Further, without having to do Joins, traversing the data for read operations is very fast. The ability to read and write records rapidly is vital for keeping up with the velocity of data. Performance of the database is a huge portion of being able to reliably process your data and get results.

One of the challenges that SQL databases face is that of scalability. They are mostly designed around a master-slave architecture which often becomes a bottleneck. The solution to scale is over to upgrade hardware to bigger and faster. In the NoSQL world, we can scale with a multi-master and sharded architecture. This allows for horizontal scaling and adds to veracity as well as the new servers can be spread out across geographic locations.

Making sure the data you think you are storing is actually being stored is probably the most important of all. Having the ability and confidence of knowing that your database transactions are secure and accurate is huge. OrientDB transactions are ACID compliant providing an extra level of guarantee that your data is your data. This also helps to make sure that the technical department doesn't upset the apple cart with corporate executives.

Wrap Up

We have taken a look at what big data is and how to determine if your data is big data. We then examined why NoSQL is a great fit for storing our data. OrientDB is definitely worth a look at storing your NoSQL data for your big data needs.

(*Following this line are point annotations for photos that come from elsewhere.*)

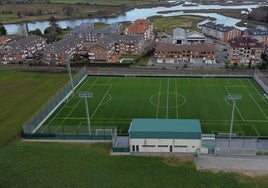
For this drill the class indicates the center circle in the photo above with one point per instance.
(171, 100)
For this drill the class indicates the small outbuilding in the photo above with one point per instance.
(165, 135)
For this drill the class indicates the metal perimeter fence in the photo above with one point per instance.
(261, 79)
(32, 124)
(75, 133)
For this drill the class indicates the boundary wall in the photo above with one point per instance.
(40, 116)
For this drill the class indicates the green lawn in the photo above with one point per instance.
(25, 164)
(21, 94)
(117, 100)
(72, 165)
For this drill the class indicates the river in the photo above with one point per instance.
(137, 13)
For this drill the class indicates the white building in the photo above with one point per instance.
(165, 135)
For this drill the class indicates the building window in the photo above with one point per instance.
(137, 148)
(162, 146)
(180, 146)
(148, 146)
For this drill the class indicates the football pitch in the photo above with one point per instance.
(117, 100)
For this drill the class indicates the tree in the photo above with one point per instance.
(52, 31)
(36, 32)
(3, 30)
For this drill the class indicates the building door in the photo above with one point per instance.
(137, 148)
(170, 149)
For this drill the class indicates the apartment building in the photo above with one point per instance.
(17, 51)
(219, 31)
(142, 28)
(88, 31)
(258, 34)
(59, 52)
(102, 51)
(244, 50)
(198, 53)
(180, 36)
(109, 48)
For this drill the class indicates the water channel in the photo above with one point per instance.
(137, 13)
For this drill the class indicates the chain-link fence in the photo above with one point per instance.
(31, 125)
(261, 79)
(75, 133)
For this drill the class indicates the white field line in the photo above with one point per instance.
(157, 109)
(176, 90)
(101, 101)
(258, 93)
(167, 99)
(65, 105)
(67, 117)
(255, 102)
(69, 114)
(235, 105)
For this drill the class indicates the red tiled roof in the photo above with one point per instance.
(139, 26)
(3, 39)
(244, 42)
(204, 47)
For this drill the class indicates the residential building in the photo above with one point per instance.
(197, 53)
(219, 31)
(109, 48)
(258, 34)
(17, 51)
(244, 50)
(180, 36)
(59, 52)
(102, 50)
(125, 44)
(165, 136)
(143, 28)
(90, 34)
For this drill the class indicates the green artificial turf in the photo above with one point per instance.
(117, 100)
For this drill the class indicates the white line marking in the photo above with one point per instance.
(167, 99)
(101, 101)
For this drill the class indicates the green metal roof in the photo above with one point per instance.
(165, 128)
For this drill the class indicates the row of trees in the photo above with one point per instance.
(50, 33)
(3, 30)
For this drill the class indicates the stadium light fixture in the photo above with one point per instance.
(86, 95)
(232, 97)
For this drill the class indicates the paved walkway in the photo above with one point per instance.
(243, 164)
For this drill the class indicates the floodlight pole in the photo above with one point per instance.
(233, 98)
(86, 95)
(69, 72)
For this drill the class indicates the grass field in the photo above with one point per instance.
(25, 164)
(21, 94)
(116, 100)
(82, 165)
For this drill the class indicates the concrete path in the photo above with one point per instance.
(244, 164)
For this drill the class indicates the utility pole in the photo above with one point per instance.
(232, 97)
(69, 72)
(86, 95)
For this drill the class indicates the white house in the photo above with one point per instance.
(165, 135)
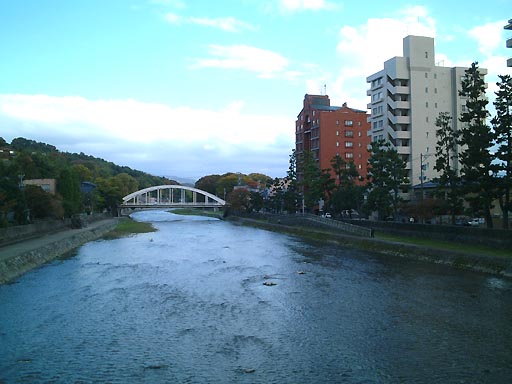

Follow me on Twitter @kenwalger to get the latest updates on my postings or read my other posts on my blog.

Top comments (2)

Collapse
 
jbristow profile image
Jon Bristow

Do you think nosql can keep up when doing arbitrary analysis of structured data? I’m under the impression that for real data analysis work you’re going to want a query/access optimizer to help you out.

Also, I’m interested to hear how orientdb performs returning near petabyte result sets.

Collapse
 
kenwalger profile image
Ken W Alger

I think it all depends on your application and data design. NoSQL can be incredibly fast for processing but to get the most "bang for your buck" schemas need to be designed differently than they are in a SQL world. It's not a bad thing. It's just a different data modeling style.

In terms of OrientDB performance specifically, it can handle large loads. However, like I just said, the data model is important for top performance. There are many resources available on NoSQL schema design that are well worth the time to read.